ミニコラム:FPと考える”家計戦略”

知っておきたいファイナンシャル・プランニングの基本を、お金について学んでいる金子さんがFPから教わるミニコラムです。ライフステージに合わせて、人生100年時代の観点から「戦略」を考えていきます。
毎月第3金曜日に更新中!

最新号
2021年3月号
CFP®認定者 上野 誠

お金も心も安心なエンディング

Q:「相続で争う」って本当にあるの?
 会社の同僚が「親戚が亡くなったんだけど、どうやら相続で揉めてるみたいなんだよね」とポツリ。ドラマや映画だけの話じゃないの!?と驚いた金子さん、FPに円満な相続のアドバイスを求めに来ました。

金子さんとは?
出版社勤務の30代。
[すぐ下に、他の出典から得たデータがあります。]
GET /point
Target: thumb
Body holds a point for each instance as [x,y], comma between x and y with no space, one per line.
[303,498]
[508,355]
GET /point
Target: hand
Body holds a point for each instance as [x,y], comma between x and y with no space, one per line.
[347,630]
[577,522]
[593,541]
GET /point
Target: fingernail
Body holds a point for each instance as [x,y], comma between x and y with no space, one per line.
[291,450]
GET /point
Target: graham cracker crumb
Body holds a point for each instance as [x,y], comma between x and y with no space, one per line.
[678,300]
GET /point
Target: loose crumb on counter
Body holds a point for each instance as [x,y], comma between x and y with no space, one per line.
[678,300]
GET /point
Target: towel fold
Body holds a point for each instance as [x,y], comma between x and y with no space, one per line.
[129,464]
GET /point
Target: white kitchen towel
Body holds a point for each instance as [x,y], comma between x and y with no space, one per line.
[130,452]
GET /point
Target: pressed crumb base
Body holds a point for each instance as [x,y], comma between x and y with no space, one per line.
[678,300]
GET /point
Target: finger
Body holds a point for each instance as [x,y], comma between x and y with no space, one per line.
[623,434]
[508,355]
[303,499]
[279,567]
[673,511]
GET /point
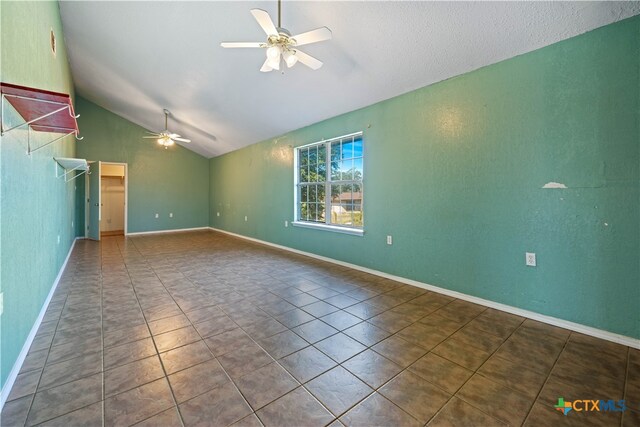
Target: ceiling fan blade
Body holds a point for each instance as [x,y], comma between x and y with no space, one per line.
[313,36]
[308,60]
[264,20]
[241,44]
[266,67]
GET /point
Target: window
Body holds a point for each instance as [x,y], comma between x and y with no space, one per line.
[329,186]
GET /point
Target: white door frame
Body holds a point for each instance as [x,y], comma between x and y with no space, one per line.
[126,191]
[126,198]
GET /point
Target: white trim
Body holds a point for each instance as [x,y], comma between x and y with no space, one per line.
[6,390]
[126,191]
[326,227]
[577,327]
[324,141]
[175,230]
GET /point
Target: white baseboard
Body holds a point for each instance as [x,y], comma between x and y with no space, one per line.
[176,230]
[11,379]
[577,327]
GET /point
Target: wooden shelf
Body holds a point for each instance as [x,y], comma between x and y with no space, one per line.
[42,111]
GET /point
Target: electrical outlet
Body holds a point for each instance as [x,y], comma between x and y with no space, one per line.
[530,259]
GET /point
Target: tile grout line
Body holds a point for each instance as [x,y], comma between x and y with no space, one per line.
[201,338]
[35,392]
[548,376]
[104,391]
[166,377]
[258,344]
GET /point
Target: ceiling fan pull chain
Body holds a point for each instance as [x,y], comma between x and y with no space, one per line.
[279,14]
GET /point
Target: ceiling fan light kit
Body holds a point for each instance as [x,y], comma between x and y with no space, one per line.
[281,46]
[166,138]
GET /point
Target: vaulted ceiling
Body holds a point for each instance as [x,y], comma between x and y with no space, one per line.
[136,58]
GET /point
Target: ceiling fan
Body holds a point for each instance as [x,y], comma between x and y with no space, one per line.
[281,45]
[166,138]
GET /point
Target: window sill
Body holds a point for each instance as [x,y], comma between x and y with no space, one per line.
[332,228]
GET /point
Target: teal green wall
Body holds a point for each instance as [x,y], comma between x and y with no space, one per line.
[454,171]
[161,181]
[36,207]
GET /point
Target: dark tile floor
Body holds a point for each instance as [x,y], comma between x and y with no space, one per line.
[200,328]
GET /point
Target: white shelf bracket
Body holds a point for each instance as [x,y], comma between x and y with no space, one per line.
[80,165]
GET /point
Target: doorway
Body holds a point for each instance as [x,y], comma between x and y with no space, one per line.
[106,213]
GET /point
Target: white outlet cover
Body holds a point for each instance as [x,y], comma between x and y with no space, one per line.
[530,259]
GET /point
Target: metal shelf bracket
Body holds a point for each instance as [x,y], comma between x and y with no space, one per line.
[70,165]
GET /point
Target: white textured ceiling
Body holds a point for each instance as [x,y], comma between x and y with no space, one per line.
[136,58]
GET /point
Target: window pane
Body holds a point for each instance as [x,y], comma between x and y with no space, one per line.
[320,193]
[312,211]
[357,147]
[322,153]
[321,212]
[347,150]
[335,171]
[357,169]
[335,193]
[335,151]
[322,172]
[312,193]
[347,169]
[357,214]
[313,155]
[343,215]
[313,172]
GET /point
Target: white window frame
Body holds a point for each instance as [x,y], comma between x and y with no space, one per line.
[327,226]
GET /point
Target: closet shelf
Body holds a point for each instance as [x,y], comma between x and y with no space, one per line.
[69,165]
[42,111]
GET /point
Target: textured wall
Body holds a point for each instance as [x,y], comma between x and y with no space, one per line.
[454,171]
[160,181]
[36,208]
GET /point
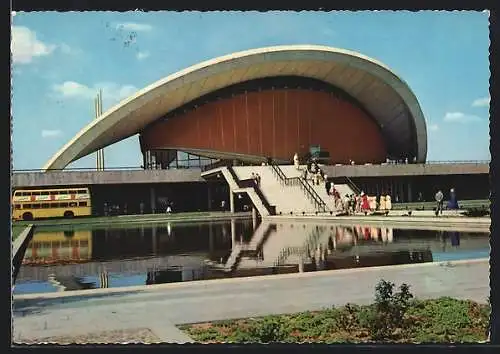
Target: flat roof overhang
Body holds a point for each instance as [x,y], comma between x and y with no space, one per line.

社内異動でこの春から経済誌担当になったもののお金のことはさっぱり…。「人生100年」や「老後資金2,000万円不足問題」をキーワードに取材を重ねる中、自身のお金の知識に不安を感じるように。FPにレクチャーを受けながら、目下お金の勉強中。

 2019年の厚生労働省「人口動態統計」によれば、1年間に亡くなった方は約138万人※。相続はこの亡くなった方の数だけ発生することになります。
 「我が家は財産が少ないから争いなんて関係ない」なんて声をよく耳にします。しかし、相続発生後に財産の大小とは関係なく、家族のそれまで抑えていた不満が表に出て争いになることは実際に起こるものです。
 本人も残された人も安心なエンディングを迎えるために、「遺言書」の考え方をお伝えします。

「家族のために準備する」という想いを

 相続準備と聞いて「遺言書」を思い浮かべる方は多いでしょう。自身の死後、財産をどう分けるか指定するため作成するのが遺言書です。相続争いを防ぐ基本なのですが、「なかなか手をつけることができない」と思われがちでもあります。
 「死後のことを考えるなんて縁起でもない」
 「遺言書なんてなんだか難しそう」
 「子ども達に任せればいい」
 このような理由で準備が進まないようですが、「万が一の時が心配なので、親にはきちんと準備をしてほしい」という子ども側の声を聞くことも。また、遺言書がないため故人の意思がわからず、相続人同士でトラブルになるケースも見受けられます。
 遺言書を準備することは残された家族の負担軽減に繋がります。「家族のために準備する」という想いをもって取り組んでみてください。

まずは財産の分け方を考える

 遺言書は原則として自由に財産の分け方を指定できますので、まずは家族にどのように財産を残したいかを考えましょう。ただし、争いを避けるためには次の3点に気をつけて検討することが大切です。
 ・残された家族の生活に不安はないか
 ・今までの家族に対する援助の有無
 ・今後の生活で介護など支援してくれる家族がいるか

 また、なぜそのような分け方にしたのか想いを残すことも重要です。遺言書には「付言事項」という法的な効力のない項目がありますので、これを使って理由を伝えるとよいでしょう。
 なお、相続人が配偶者、子、父母など兄弟姉妹以外の場合には「遺留分」があります。遺留分は法律で相続人に認められている「最低限の取得分」と考えてください。遺留分を考慮しない遺言書も作成はできますが、遺留分を主張できる相続人が「遺留分侵害額請求権」を行使すると、争いになることがあるため、注意が必要です。

 この他、財産をどう分けるか不安や心配、疑問のある方は多いでしょう。また、今回は取り上げていませんが、遺言書にも種類があります。どのように遺言を残すか、相続に詳しいFPや各士業者に相談されることもおすすめします。

元気なうちに向き合う

 「人生100年時代」とはいえ、しっかりした判断のもとに相続を考えることができる時期は限られています。先延ばしにして体調が不安になってからでは考えもまとまりません。
 きちんとした準備ができれば、すっきりした気持ちで安心して残りの人生を送ることができるでしょう。ぜひ元気なうちに、ご自身のエンディングと向き合ってみてはいかがでしょうか。

※出典:厚生労働省ホームページ「令和元年(2019)人口動態統計(確定数)の概況」
  • ※バックナンバーは、原則執筆当時の法令・税制等に基づいて書かれたものをそのまま掲載していますが、一部最新データ等に加筆修正しているものもあります。
  • ※コラムニストは、その当時のFP広報センタースタッフです。本コラムは執筆者個人の見解を掲載したものであり、当協会としての意見・方針等を示すものではありません。